Everyone has heard of "take your son or daughter to work day" and many have enjoyed seeing what their father does for a living. Our children know that their dad is a pilot and have even flown on a plane while he's been the captain of it. However once the cockpit door is closed there's really no telling what's going on in that little room. At least up until now.
This week our family had the privilege of being passengers on a "ferry flight". The purpose of a ferry flight is to transport an airplane to and from a particular location for various purposes. In this case, our jet was going in for routine maintenance and we were picking up a jet which had just received new carpet and updates. Ferry flights occur without paying passengers or a working flight attendant. The captain and first officer are the only ones on the flight except for whomever they decide to invite.
I don't think the kids and I have been this excited in a long time (and that's saying a lot since we've been on some pretty cool adventures lately). Also along for the ride was Dennis' father, or granddad as the kids call him. I think he was as thrilled as we were to see what his son does during a standard flight.
Our destination was a short distance away, just barely 15 minutes from take off to landing but the preparation was lengthy and very professional. Every detail, checklist, and radio call was checked and double checked. Nothing was done that wasn't first verbalized and then concurred with. The meticulousness of the entire operation left me completely in awe. I can't imagine remembering all the buttons and knobs or understanding the charts and radio calls. It was almost like watching two people speak a different language.
James and Granddad were the first up in the cockpit to witness the take off. The girls and I took our seats in the back enjoying every minute of being in an airplane with no one else aboard. Snacks were served, announcements made, and beverages passed out. Between Emily and Kat, I felt like I was getting first class service.
Upon landing at our destination we were allowed to take a quick peek at an engine being worked on. How it is even possible that someone knows how it works just blows my mind. I am glad there are some really smart people working on those engines!
On the flight back Emily and I got to sit up front. What a view! I think the thing I liked most was watching my husband physically "fly" the plane. Watching his hand on the throttle, feet on the pedals, making radio calls, pushing buttons, and turning dials, it was all so impressive. I've seen him fly a simulator before and a trainer plane, but this was even more remarkable.
As our flight came to a close we could pick out landmarks on the ground and then eventually the runway. Seeing it all lit up and watching the plane land - while we faced forward instead of the usual side view - was so cool.
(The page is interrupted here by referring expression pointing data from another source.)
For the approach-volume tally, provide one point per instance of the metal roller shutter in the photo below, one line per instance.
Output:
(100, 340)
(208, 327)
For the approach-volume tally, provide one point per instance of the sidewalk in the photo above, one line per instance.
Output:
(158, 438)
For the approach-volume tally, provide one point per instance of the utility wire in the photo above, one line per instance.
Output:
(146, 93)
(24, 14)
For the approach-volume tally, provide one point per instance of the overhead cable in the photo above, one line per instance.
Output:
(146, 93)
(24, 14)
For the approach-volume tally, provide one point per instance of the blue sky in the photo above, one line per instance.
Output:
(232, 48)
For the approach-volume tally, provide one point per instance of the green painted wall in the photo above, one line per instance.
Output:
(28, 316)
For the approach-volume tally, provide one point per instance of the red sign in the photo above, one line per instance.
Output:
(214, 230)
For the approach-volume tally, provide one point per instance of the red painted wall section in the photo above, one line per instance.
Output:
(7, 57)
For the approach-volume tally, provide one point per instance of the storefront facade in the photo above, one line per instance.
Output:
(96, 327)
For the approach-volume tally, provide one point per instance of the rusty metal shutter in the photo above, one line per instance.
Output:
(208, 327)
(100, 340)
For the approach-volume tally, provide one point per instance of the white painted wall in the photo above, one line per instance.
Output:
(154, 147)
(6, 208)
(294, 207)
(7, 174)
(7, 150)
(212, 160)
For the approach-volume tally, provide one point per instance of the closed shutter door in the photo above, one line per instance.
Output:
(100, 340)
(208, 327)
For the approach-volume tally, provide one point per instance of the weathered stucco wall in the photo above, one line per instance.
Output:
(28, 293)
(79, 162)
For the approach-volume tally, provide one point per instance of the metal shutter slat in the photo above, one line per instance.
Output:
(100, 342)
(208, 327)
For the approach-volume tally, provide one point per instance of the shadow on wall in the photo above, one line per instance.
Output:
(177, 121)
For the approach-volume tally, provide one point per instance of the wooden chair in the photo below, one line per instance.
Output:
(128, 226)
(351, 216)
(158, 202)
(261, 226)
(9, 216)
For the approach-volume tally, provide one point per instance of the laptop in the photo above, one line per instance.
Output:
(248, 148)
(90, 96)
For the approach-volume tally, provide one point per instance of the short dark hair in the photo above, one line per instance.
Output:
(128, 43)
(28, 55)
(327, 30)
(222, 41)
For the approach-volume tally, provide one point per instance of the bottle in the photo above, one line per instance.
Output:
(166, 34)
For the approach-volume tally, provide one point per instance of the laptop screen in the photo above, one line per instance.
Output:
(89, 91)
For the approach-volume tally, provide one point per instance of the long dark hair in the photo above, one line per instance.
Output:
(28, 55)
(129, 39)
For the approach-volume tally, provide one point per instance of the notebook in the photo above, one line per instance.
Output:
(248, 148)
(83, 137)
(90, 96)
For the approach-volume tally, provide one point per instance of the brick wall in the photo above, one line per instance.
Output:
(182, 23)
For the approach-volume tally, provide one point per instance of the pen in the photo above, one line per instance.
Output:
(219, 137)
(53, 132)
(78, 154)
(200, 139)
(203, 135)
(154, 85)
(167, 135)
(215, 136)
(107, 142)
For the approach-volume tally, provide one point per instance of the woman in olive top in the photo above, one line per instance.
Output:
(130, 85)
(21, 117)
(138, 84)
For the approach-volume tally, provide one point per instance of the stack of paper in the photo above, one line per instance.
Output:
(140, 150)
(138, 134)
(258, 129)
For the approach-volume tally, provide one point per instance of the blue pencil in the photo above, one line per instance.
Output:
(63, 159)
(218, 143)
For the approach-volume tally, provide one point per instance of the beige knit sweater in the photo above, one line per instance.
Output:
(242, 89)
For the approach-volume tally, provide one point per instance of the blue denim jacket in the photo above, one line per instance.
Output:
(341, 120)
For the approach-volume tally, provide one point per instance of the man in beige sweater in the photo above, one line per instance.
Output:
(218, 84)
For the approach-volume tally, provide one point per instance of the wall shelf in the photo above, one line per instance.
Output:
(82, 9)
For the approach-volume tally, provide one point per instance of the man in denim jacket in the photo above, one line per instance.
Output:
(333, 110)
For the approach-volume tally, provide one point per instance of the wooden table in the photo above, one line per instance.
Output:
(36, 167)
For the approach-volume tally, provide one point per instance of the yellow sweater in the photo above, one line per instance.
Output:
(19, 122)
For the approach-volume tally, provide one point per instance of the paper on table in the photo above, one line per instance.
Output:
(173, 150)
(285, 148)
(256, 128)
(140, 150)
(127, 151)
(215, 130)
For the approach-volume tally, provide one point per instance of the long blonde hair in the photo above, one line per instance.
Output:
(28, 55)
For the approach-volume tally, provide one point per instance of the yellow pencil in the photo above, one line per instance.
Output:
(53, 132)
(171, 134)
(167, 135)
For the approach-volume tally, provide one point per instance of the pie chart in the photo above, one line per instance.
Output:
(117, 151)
I know there must have been some pressure on Dennis to make a perfect landing with his whole family watching and believe me he didn't disappoint. The wheels touched down with a gentleness and ease that made it seem like we had barely been in the air.
I can honestly say it felt like a 'once in a life time' experience. I now have a greater understanding of what his job is really like and I know the kids do too. Do we have any future pilots in our household? I'm not so sure, but we may have a few flight attendants in the making. One final thing I want to say is how thankful I'm am that we decided to homeschool our kids this year. I'm sure this trip would not have been possible if they had had to go to school the next day. It's times like these that remind me of why we are making the commitment and sacrifice to make sure they get an education that encompasses so much more than what can be taught in four walls. Praise God for another real-life experience.